Effective January 1, 2022, the new NO SURPRISE ACT (NSA) is an unwelcome surprise for many therapists!
Very briefly, the primary goal of the NO SURPRISE ACT (Title 45, section 149.610 of the Code of Federal Regulations) is to protect patients and clients from unexpected medical bills. What this means to therapists is that we need to provide a document stating our “Good Faith Estimate” or GFE for treatment. This law was primarily aimed at hospitals’ emergency departments but has been generalized to all providers.
While well-intentioned, the rollout has been confusing. All providers, particularly, private practice therapists are struggling to understand the nuances. There is disagreement among professionals, our professional organizations, and attorneys — and this is OK because the questions we ask will create clarity. As with anything new, it can take time to iron out all the wrinkles. So — take a breath or three.
My team and I are working to understand this new requirement. I’m not going to stress about it because as the law gets implemented, clarification will be forthcoming. Additionally, it appears we have more time to implement this than we thought.
As stated on the CMS website, “HHS understands that it may take time for providers and facilities to develop systems and processes for providing and receiving the required information from others. Therefore, for good faith estimates provided to uninsured (or self-pay) individuals from January 1, 2022, through December 31, 2022, HHS will exercise its enforcement discretion in situations where a good faith estimate provided to an uninsured (or self-pay) individual does not include expected charges from other providers and facilities that are involved in the individual’s care.” The translation is to do your best to comply, and you can expect lenient enforcement for at least the first year.”
Documentation Wizard will create forms with user-friendly language and content that are 1) more in keeping with being a psychotherapist than a hospital and 2) comply with specific requirements as stated by the law. I will be consulting with attorneys to ensure we’ve complied with the law as we know it. Again, this will take time — and that’s OK.
If you want to take immediate action, here’s what you can do right now to show you’re doing your best to comply:
- Tell your out-of-network clients about the GFE and that a notice will be forthcoming in writing. Then document what you told and how you told them in your progress note. (Did you tell them verbally and give them a written form or just review it verbally?)
- Add the NSA notice to your website.
- You might want to use the CMS forms (link provided below) until I can provide the ones that are more appropriate for psychotherapists.

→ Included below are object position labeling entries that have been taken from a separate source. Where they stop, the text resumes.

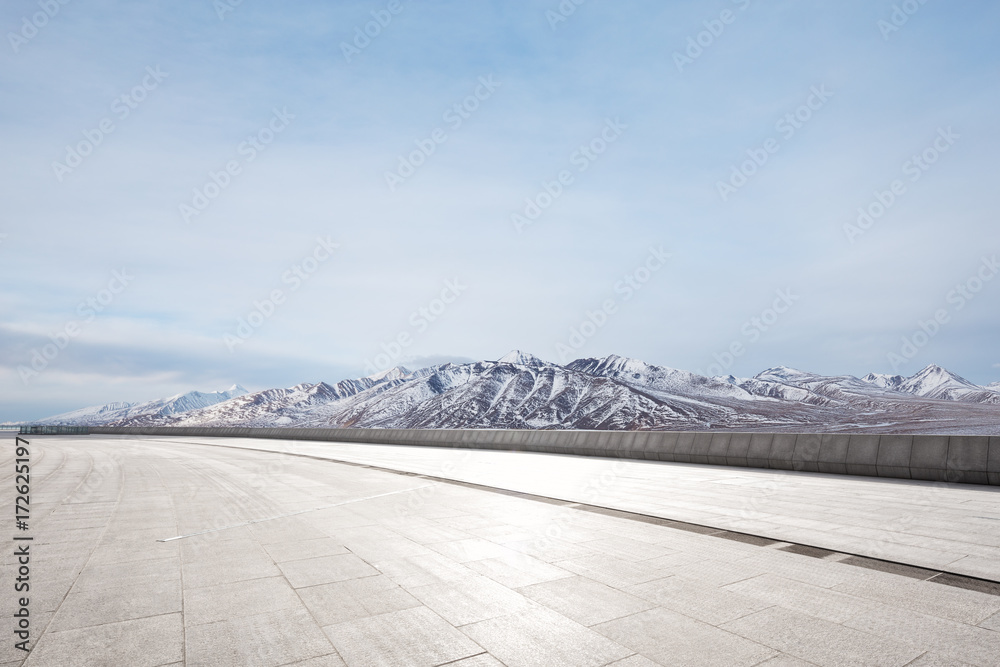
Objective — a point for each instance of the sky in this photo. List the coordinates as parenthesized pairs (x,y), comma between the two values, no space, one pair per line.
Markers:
(198,193)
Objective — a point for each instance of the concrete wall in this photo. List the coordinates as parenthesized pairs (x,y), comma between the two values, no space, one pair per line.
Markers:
(954,458)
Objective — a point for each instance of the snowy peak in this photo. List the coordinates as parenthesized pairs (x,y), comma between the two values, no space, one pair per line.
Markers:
(614,366)
(173,405)
(395,373)
(884,381)
(933,379)
(519,358)
(781,374)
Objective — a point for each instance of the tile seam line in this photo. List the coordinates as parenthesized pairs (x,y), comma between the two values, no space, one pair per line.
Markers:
(584,506)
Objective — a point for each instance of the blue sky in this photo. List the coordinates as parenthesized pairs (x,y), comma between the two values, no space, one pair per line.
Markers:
(328,128)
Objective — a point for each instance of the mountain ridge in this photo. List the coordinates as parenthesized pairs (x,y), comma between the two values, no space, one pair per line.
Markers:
(520,390)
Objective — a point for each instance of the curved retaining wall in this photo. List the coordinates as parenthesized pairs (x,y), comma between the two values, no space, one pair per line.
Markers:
(947,458)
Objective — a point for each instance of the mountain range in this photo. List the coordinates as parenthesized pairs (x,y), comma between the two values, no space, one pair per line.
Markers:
(522,391)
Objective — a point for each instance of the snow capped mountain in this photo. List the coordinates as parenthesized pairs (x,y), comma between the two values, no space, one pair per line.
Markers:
(658,379)
(519,358)
(884,381)
(112,412)
(936,382)
(520,390)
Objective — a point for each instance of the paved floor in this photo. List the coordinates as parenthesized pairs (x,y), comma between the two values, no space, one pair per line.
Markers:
(950,527)
(314,562)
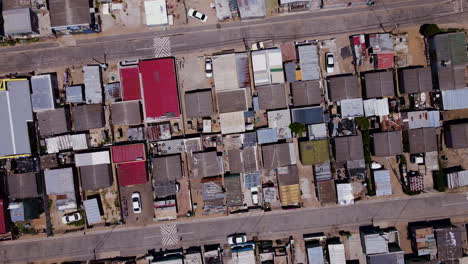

Model Disclosure Notice Regarding Patient Protections Against Surprise
Billing This is an outline of client/patient rights that seems to be more applicable to hospitals and facilities where emergency services might be provided.
Standard Notice and Consent Documents under the No-Surprises Act
This appears to be the latest version of the Notification of Good Faith Estimate and the Estimate template. It has an expiration date of 3/2022. Remove that expiration date from yours.